The skimpy clothes that sexualise young children
IRISH shops are under fire for selling inappropriate clothing to young girls, with children's charities warning that they "contribute to the early sexualisation of children".
Teenagers I spoke to said that while they did not wear revealing clothes during the day, the need to upload pictures to social networking sites to prove that they "have a social life" was pushing them to buy sexier outfits.
"When we started going to discos in first year it was kind of a big deal so a lot of girls tried too hard to look older," a savvy 16-year-old said.
"They would wear bandeau tops, and miniskirts with heels, it was trashy, they looked like prostitutes but they didn't know any better.
"A big part of going out is getting ready with your friends and putting up photos on Facebook when you're messing around before the night out so they'd put a lot of effort into their clothes because of that," a 15-year-old added.
"It's sad really because they look like porn stars, and it feels like it's getting worse now than it was for us.
"We'd never have mixed short top and short skirt, you can't expose everything at once."
The girls felt that the pressure to look alluring rather than pretty came from boys and their evolving tastes.
They, themselves, admitted that they would love to look like curvaceous singer Beyonce (30), model Georgia Salpa (26) or reality star Kim Kardashian (30), who became famous when a sex tape of her and a boyfriend was leaked.
"Celebrities give guys such bad expectations, they're so critical all the time, they think we should look like them," a 15-year-old said.
"I do like the way some of them dress, especially their heels, they always have huge platforms. I love them but my parents won't let me get them, I can only wear wedges.
"Some of my friends do wear 'hooker heels'... I've borrowed them but I can't walk in them," another 15-year-old admitted.
Irish children's charities have repeatedly expressed their concern that high streets are profiting and even driving the early sexualisation of children.
The controversy has gained momentum as dozens of UK retailers agreed to sign a new code of practice in June that effectively prevents them from selling clothes to children with sexually suggestive material.
Items of clothing which have been criticised include heeled shoes for toddlers, "cropped tops" shaped like sports bras for five-year-old girls and suggestive underwear for pre-teens.
The guidelines, which were drawn up by the British Retail Consortium, have already garnered the support of brands available in Ireland as well as Britain, notably Marks & Spencer, Next, Debenhams, Argos and Tesco.
While no offensive garments appeared to be sold in these shops in the Republic, the Herald uncovered some of the controversial items in Penneys among other stores.
Padded bras for girls as young as nine years old were available for purchase in Irish stores.
The Irish Society for the Prevention of Cruelty to Children (ISPCC) said that such products were totally unsuitable for children, while Barnardos Director of Advocacy Norah Gibbons urged parents to not purchase these clothes.

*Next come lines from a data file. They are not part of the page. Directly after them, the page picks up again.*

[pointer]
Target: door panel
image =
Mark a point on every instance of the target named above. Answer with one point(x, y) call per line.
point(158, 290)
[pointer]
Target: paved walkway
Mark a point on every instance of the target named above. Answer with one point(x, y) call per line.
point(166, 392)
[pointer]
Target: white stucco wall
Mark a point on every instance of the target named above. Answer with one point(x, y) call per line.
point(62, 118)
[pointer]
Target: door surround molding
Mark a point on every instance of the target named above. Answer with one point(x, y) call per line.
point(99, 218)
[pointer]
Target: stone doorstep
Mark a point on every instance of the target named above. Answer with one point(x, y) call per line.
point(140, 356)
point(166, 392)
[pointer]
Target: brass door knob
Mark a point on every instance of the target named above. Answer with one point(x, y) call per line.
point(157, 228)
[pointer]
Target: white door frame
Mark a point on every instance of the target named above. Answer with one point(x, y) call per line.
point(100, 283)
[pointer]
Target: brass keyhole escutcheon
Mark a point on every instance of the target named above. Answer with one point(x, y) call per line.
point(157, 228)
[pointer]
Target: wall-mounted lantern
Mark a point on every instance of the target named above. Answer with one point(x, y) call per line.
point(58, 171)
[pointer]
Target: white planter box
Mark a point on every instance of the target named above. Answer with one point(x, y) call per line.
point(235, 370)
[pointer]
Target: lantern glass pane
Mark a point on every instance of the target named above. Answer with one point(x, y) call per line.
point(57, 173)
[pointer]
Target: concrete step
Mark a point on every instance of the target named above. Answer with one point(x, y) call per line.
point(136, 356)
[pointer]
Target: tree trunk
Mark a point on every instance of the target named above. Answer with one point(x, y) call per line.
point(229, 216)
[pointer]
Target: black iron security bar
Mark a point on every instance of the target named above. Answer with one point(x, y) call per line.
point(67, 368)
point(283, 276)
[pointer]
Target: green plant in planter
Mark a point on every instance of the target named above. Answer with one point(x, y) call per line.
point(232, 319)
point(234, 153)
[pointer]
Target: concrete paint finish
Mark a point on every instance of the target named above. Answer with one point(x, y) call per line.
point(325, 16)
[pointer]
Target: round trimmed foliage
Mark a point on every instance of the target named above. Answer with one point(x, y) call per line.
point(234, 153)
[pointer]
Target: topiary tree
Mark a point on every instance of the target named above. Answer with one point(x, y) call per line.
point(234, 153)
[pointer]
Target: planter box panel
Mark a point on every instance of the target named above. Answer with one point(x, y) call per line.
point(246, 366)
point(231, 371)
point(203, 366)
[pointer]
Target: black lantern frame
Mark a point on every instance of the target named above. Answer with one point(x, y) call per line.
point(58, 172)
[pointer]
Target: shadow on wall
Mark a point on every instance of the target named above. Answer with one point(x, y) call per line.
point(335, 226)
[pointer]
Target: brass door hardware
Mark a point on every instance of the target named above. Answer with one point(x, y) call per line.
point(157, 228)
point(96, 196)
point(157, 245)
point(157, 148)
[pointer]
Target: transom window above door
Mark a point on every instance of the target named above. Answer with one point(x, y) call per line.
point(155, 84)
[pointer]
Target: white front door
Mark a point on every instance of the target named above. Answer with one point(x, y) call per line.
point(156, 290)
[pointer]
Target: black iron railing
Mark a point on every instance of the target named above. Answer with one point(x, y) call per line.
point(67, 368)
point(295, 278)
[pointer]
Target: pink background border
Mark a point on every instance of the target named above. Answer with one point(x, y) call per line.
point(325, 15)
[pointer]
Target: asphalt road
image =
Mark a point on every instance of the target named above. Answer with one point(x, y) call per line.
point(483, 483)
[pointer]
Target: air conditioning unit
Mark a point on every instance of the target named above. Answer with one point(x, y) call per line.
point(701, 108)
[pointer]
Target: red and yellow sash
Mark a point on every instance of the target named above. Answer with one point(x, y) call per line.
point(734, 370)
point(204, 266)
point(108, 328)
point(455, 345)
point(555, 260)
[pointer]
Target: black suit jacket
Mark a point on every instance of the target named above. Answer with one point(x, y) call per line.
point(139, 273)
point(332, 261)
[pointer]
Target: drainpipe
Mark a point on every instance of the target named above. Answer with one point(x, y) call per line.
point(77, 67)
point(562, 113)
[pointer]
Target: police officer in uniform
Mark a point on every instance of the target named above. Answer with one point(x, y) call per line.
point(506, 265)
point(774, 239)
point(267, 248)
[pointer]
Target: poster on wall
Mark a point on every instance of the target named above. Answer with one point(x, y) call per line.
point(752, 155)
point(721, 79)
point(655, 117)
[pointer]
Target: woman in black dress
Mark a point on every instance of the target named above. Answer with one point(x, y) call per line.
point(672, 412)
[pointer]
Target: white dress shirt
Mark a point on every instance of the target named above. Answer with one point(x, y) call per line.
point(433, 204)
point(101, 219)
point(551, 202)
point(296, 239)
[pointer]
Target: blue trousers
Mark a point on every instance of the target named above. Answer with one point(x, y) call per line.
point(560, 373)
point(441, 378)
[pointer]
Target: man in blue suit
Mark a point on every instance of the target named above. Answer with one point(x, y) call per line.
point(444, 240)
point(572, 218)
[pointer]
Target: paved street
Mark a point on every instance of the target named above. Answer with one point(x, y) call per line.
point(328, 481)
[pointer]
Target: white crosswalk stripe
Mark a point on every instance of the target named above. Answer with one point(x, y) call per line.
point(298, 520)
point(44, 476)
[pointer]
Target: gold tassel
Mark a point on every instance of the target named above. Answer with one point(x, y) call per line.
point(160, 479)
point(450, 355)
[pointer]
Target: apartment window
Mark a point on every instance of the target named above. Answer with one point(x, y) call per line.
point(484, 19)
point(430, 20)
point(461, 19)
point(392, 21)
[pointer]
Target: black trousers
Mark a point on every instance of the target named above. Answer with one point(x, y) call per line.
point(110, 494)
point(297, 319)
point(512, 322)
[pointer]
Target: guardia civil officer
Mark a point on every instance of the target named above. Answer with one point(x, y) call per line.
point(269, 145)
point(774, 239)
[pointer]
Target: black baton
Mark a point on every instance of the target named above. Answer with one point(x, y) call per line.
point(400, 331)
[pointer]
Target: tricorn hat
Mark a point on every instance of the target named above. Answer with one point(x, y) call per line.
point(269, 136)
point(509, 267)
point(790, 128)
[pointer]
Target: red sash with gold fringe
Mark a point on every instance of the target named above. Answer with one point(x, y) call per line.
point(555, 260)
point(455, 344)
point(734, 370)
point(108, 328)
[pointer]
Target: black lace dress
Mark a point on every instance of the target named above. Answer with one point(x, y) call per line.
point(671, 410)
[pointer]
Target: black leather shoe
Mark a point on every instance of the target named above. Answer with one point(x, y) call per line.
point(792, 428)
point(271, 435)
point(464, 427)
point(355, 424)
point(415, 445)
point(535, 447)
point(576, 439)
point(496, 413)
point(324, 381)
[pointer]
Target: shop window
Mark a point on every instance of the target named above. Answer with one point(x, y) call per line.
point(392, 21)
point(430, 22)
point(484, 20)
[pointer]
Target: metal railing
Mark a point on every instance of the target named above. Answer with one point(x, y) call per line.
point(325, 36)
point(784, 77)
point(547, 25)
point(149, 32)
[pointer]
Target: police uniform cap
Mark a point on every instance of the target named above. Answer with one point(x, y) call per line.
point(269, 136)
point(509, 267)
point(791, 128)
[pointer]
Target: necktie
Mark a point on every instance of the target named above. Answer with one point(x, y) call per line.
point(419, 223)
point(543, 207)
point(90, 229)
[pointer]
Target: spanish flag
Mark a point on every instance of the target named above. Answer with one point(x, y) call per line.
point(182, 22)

"Our message to stores is 'don't sell them' and to parents 'please don't buy them'.
"The biggest complaint you can make is to leave them on the shelves and challenge not the poor people in the stores but the managers of the stores.
"I think we need to ask a question to the retailers: 'What good do they think they are doing in selling these types of underwear for small children?'
"What part of children's development and mental needs would they argue that they are meeting?
"I would say to parents that the fact that retailers are looking to make a quick and easy profit and are selling their items, does not mean that parents have to buy them. I think the worry is that for people who would want to view children as in any way being sexual, and who want in their thinking to persuade themselves that little girls or indeed little boys are interested in sexual matters, these kind of clothes can allow these people to build their own warped thinking around children.
"We need to protect our children from that and let our children be children."
One such item, which is sold in Penneys for €4, consists of a white and baby pink triangular padded bra which includes the inscription 'cutie' on one of the cups.
While the bra does not mention an age, it is advertised for girls who reach 140cm in height or 29 to 30 inches around the chest, that is to say, age nine to 10.
It appears that the age range was previously mentioned on hangers but that it has since been removed, perhaps to avoid controversy.
A similar item, sold in Primark -- Penneys' counterpart in the UK -- last year also claimed to be for girls of that height, and the hanger, which was photographed in a national newspaper, clearly stated that it was aimed at 9- to 10-year-old girls. A tag included with the underwear also read "my first bra".
Tops for five to six-year-old kids were also brought to the attention of the Herald.
The items are advertised as "girls crop tops" but they are clearly designed in the same style as women's sport bras with demarcations around the chest area.
They are also only available in the underwear section of the shop -- next to the girls' padded bras.